[Bug 1670811] Re: Multipath services fails to start on Ubuntu 17.04 on boot and kdump (initramfs)
ChristianEhrhardt
1670811 at bugs.launchpad.net
Fri Mar 31 06:48:34 UTC 2017
On Thu, Mar 30, 2017 at 6:25 PM, Mauricio Faria de Oliveira <
mauricfo at linux.vnet.ibm.com> wrote:
[...]
> And the whole shutdown is skipped in case 'multipathd -kshutdown' failed
> and PID is null (as kill_stage does not progress into 1,2,3)
>
> +if [ "$out" = 'ok' ] \
> +|| ( [ -n "$pid" ] && /bin/kill -SIGINT $pid ) \
> +|| ( [ -n "$pid" ] && /bin/kill -SIGKILL $pid ); then
> + kill_stage=1
> +fi
>
> Maybe I'm missing something in your point?
>
I think you are fine, I think I just expected the logic inverse.
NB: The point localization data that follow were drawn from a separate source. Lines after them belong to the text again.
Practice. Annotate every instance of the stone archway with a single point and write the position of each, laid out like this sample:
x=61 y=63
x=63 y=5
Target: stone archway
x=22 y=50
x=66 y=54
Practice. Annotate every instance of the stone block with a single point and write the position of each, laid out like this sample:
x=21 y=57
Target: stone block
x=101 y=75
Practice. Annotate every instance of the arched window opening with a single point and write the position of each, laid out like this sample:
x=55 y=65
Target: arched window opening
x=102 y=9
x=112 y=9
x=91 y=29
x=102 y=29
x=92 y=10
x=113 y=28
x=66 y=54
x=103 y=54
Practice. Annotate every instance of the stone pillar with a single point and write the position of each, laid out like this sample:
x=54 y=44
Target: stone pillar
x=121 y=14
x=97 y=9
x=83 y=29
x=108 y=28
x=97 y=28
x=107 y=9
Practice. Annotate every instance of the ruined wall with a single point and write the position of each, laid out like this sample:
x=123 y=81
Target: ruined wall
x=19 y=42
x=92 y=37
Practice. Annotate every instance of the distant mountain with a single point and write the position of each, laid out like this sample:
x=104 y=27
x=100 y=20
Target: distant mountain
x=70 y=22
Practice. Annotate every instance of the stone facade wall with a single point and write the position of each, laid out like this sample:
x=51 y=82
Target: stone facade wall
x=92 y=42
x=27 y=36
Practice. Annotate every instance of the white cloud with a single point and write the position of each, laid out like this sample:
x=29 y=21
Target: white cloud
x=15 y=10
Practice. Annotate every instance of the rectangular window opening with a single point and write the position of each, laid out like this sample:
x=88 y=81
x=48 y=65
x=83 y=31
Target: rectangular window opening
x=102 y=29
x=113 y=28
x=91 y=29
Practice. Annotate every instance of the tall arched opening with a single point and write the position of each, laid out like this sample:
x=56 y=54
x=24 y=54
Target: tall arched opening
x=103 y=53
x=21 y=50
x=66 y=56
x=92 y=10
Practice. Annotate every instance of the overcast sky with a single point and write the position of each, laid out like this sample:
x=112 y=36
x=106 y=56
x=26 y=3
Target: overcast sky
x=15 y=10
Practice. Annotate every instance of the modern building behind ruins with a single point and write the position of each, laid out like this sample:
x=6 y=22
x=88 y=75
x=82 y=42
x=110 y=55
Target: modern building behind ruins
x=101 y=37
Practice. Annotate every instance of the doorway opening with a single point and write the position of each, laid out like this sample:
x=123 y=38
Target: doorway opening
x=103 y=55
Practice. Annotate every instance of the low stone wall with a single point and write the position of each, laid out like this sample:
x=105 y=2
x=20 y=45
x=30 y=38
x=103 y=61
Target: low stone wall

If there is no pid this is essentially being:
=> "check ok" || false || false
And that should be fine - if none of that it does not go into stage 1
below.
> Also there might be some theoretical cases where the
> > +out="$(/sbin/multipathd -k'shutdown')"
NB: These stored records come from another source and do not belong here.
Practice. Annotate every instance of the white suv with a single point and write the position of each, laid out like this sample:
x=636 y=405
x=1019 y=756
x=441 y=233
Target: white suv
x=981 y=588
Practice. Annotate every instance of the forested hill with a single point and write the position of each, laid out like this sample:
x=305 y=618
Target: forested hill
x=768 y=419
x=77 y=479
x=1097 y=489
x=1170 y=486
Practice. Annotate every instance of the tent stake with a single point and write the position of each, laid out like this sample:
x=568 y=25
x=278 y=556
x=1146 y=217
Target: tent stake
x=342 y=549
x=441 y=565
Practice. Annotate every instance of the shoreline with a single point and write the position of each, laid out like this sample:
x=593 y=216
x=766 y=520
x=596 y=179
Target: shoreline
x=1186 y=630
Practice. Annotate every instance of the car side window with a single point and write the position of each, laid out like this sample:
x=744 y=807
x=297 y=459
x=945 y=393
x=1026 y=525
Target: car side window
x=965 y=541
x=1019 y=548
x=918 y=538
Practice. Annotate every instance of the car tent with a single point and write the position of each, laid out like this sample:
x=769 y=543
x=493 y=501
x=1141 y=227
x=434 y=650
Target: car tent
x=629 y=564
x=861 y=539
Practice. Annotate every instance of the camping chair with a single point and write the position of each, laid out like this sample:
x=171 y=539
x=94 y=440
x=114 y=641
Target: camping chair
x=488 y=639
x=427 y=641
> > As a side effect could make the pid change, so please re-arrange the
> pidof and the shutdown.
>
> I'm afraid I don't see that theoretical case happening.
> Can you please elaborate a bit more on that, for my own education?
>
pid="$(pidof multipathd)"
# lets assume it gets pid 1001 being the current main PID and there are
three sibling processes of a sort of multipath-helper binary with pids:
1002, 1003, 1004
out="$(/sbin/multipathd -k'shutdown')"
# here the shutdown might send signals to all, and helpers 1002, 1003
# But due to an error on terminating 1004 it sends back to its parent that
it has to reload
# main 1001 re-execs itself and 1001 goes away but a new 1005 appears and
spawns two new helpers 1006, 1007.
# now you end up with main 1005, helper 1004, 1006, 1007
# shutdown will reply some error to "out" but you will not know exactly
This is just a case for such an issue - and as I said only theoretical, but
essentially it is a chance to use an out of date value.
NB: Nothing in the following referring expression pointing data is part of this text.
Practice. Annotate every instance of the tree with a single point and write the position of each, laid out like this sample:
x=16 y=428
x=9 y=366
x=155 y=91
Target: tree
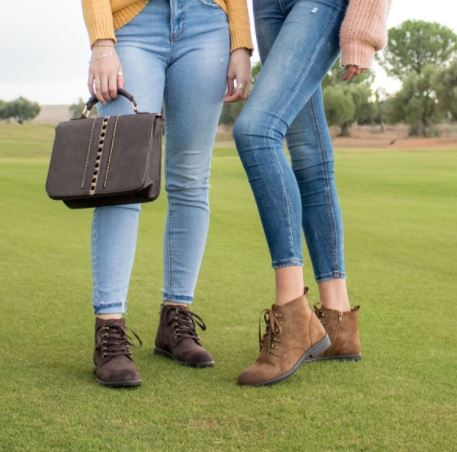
x=416 y=103
x=77 y=108
x=445 y=83
x=339 y=107
x=21 y=109
x=414 y=45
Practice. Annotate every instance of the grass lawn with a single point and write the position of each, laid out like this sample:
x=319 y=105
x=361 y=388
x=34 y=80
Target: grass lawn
x=400 y=211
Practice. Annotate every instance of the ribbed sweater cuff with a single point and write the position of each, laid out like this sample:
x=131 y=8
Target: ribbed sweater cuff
x=101 y=29
x=240 y=37
x=357 y=53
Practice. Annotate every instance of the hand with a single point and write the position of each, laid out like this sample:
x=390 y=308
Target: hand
x=239 y=71
x=351 y=71
x=105 y=72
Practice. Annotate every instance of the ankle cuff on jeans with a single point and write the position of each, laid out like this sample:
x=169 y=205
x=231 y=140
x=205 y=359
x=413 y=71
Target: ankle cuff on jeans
x=169 y=296
x=109 y=308
x=330 y=276
x=287 y=263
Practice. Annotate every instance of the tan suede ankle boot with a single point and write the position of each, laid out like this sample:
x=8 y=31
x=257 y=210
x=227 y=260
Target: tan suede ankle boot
x=293 y=336
x=343 y=329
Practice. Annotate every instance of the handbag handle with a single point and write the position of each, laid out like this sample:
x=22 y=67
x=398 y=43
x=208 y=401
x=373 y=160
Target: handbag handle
x=93 y=100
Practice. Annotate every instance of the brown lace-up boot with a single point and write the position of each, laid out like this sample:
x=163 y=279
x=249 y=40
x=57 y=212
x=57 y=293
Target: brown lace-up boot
x=293 y=336
x=343 y=329
x=113 y=363
x=177 y=339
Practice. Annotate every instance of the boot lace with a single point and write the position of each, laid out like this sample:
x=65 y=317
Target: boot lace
x=273 y=330
x=116 y=342
x=184 y=322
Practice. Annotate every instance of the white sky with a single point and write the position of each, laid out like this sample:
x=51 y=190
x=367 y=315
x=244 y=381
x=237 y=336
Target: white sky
x=44 y=50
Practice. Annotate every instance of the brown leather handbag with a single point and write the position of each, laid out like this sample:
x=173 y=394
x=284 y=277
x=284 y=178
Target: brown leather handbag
x=106 y=160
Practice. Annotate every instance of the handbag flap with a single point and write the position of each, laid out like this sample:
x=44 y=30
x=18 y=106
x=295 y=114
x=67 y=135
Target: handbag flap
x=104 y=156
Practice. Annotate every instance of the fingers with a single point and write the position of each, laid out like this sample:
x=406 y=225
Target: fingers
x=90 y=84
x=120 y=79
x=230 y=87
x=240 y=92
x=351 y=71
x=112 y=86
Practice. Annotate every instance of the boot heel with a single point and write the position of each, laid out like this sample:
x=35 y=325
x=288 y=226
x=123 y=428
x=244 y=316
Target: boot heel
x=317 y=350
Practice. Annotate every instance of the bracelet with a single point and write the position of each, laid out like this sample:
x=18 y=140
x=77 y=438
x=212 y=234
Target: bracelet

By changing order you are at least a bit better off - only "a bit" as if
you start to consider asynchronous behavior it gets worse again.
In some sense juggling with pids is a bit like potential racy "use after
free" and since we are sending kill signals we might at least close the
minimal things we see.
[... thanks for the great explanation that was following ...]
Yeah I think the current case is safe, never the less IMHO reordering two
lines can't hurt to not have a bug in it in 2022.
I'd agree it is waste if it would be more effort than reordering two lines.
--
You received this bug notification because you are a member of Ubuntu
Foundations Bugs, which is subscribed to multipath-tools in Ubuntu.
https://bugs.launchpad.net/bugs/1670811
Title:
Multipath services fails to start on Ubuntu 17.04 on boot and kdump
(initramfs)
Status in multipath-tools package in Ubuntu:
Fix Released
Status in multipath-tools source package in Zesty:
Fix Released
Bug description:
---Problem Description---
Multipath services fails to start on Ubuntu 17.04 with SAN multipath devices.
root at ltciofvtr-s824-lp8:~# service multipath-tools status
* multipathd.service - Device-Mapper Multipath Device Controller
Loaded: loaded (/lib/systemd/system/multipathd.service; enabled; vendor preset: enabled)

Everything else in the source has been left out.